Now I'm at the UCISA management conference in Edinburgh, my last as Chair of the Executive. Jeff Haywood, CIO from Edinburgh University opened the conference and welcomed us on behalf of the 4 universities in this fine city.
He gave a short talk on how to make the case for investing in IT. Given the steadily increasing importance of IT in HE and FE and it is important to get the right questions asked of the right people. A University can almost define all of its business now as e something, whether that is learning,research, technology transfer or administration.
Our users expect our services to be as agile as Amazon and as reliable as their bank at same time - they are so demanding because of the range of the business that we underpin. There's also the rapid rate of change and stuff that people especially students, think have been around long time, which haven't been.
There are several ways of talking to senior management, one way is carefully argued business plan. But in order to be successful, it has to be combined with the carefully timed Elevator pitch. This is as much about emotional appeal as logic. Short, punchy statements and illustrations are important.
Some useful questions to start a good discussion with senior management. What is it we could do that would give you the confidence that were making the right investment in IT for now and the future. What IT services do you want, and what do you really need?

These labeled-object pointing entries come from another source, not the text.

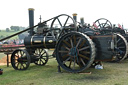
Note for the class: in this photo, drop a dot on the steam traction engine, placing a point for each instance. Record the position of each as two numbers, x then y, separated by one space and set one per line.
77 47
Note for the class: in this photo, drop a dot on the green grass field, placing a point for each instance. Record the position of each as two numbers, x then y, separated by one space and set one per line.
112 74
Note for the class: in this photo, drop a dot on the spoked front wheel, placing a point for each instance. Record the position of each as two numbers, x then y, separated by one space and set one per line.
20 59
41 56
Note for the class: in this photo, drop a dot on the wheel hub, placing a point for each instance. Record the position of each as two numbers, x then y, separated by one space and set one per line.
73 51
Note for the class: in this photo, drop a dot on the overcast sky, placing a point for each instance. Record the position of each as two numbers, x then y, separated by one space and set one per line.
15 12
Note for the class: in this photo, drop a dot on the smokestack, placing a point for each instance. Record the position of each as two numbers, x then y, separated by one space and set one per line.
82 21
75 17
31 20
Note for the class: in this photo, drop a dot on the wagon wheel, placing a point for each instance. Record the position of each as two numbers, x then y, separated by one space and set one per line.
121 48
41 56
103 23
20 59
60 23
75 52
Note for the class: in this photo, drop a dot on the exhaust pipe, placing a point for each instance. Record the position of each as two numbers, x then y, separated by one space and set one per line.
31 20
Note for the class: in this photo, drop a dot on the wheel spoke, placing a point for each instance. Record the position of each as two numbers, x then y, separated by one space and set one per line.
66 21
74 64
85 52
66 43
66 60
84 48
70 63
66 47
71 42
78 42
82 44
59 22
65 56
64 51
99 24
74 40
82 61
83 56
105 23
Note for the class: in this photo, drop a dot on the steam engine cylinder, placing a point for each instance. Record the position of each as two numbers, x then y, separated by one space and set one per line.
39 41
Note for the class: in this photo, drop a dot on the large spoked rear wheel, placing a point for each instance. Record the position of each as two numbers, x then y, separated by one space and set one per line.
75 52
41 56
20 59
121 48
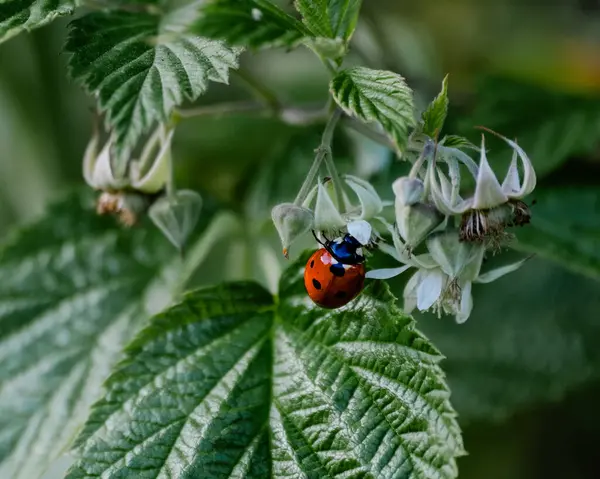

Given that most of us spend c15 % on transformation, 15% on growth and 75% on keeping things running, what would make you worry about any changes to above?
Use benchmarks such as the Gartner hype cycle to show where you are compared to other places. Discuss planning tools such as quadrants with them and show them where the high value or high risk stuff is that you do.
Excellent set of suggestions for engaging senior management in valuable and productive discussions about investment in IT and a good start to the conference.